The theme of a split economy also showed up in an analysis from Politico financial services reporter Sam Sutton published on Wednesday, which cited recent data from Bank of America showing that the bank's "top account holders saw take-home pay climb 4% over the last year, while income growth for poorer households grew just 1.4%."
Sutton said that this divergence in fortunes between America's wealthy and everyone else was showing up in polling that shows US voters sour on the state of the economy.
"In survey after survey, a majority of Americans say they’re straining under the pressure of rising living expenses and a softening job market," Sutton said. "The Federal Reserve Bank of Boston says low-income consumers have 'substantially' higher levels of credit card debt than they did before the pandemic.

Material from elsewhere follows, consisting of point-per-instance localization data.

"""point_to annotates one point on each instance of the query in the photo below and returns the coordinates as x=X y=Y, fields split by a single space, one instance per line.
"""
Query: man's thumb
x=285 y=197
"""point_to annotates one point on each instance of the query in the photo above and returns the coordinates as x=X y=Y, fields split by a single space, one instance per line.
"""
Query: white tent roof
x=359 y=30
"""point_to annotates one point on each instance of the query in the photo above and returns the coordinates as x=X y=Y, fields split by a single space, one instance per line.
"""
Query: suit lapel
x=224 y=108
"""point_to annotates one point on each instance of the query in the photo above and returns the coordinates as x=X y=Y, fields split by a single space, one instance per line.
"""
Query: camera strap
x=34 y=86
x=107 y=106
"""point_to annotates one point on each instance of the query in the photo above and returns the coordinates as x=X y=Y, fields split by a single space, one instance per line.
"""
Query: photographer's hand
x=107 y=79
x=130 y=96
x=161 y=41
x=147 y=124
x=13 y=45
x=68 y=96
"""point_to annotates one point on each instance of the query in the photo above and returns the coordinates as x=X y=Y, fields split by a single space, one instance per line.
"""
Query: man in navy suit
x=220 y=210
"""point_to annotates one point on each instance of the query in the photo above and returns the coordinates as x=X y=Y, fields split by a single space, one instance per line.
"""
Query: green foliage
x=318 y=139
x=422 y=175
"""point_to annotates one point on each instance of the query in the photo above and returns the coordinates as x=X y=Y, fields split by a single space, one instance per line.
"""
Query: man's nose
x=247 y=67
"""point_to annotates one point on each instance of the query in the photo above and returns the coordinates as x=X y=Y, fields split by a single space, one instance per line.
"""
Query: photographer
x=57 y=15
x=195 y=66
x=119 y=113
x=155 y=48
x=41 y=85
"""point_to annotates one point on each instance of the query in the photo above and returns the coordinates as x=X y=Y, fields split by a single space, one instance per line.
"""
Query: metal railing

Even as growth and asset prices soar, Trump’s approval ratings are sagging."
Economist Paul Krugman on Tuesday argued in his Substack newsletter that one reason for this large disparity in economic outcomes has to do with the US labor market, which has ground to a halt in recent months, lowering workers' options for employment and thus lowering their ability to push prospective employers for higher wages.
"Trump may claim that we are economically 'the hottest country in the world,' but the truth is that we last had a hot labor market back in 2023-4," Krugman explained. "At this point, by contrast, we have a 'frozen' job market in which workers who aren’t already employed are having a very hard time finding new jobs, a sharp contrast with the Biden years during which workers said it was very easy to find a new job."
None of these caveats about the latest gross domestic product (GDP) data stopped US Commerce Secretary Howard Lutnick from going on Fox News on Tuesday night and falsely claiming that a 4.3% rise in GDP meant that "Americans overall—all of us—are going to earn 4.3% more money."
Lutnick: The US economy grew 4.3%. What that means is that Americans overall—all of us—are going to earn 4.3% more money. pic.twitter.com/SIFi99NRBX
— Acyn (@Acyn) December 24, 2025
In reality, GDP is a sum of a nation's consumer spending, government spending, net exports, and total investments, and is not directly correlated with individuals' personal income.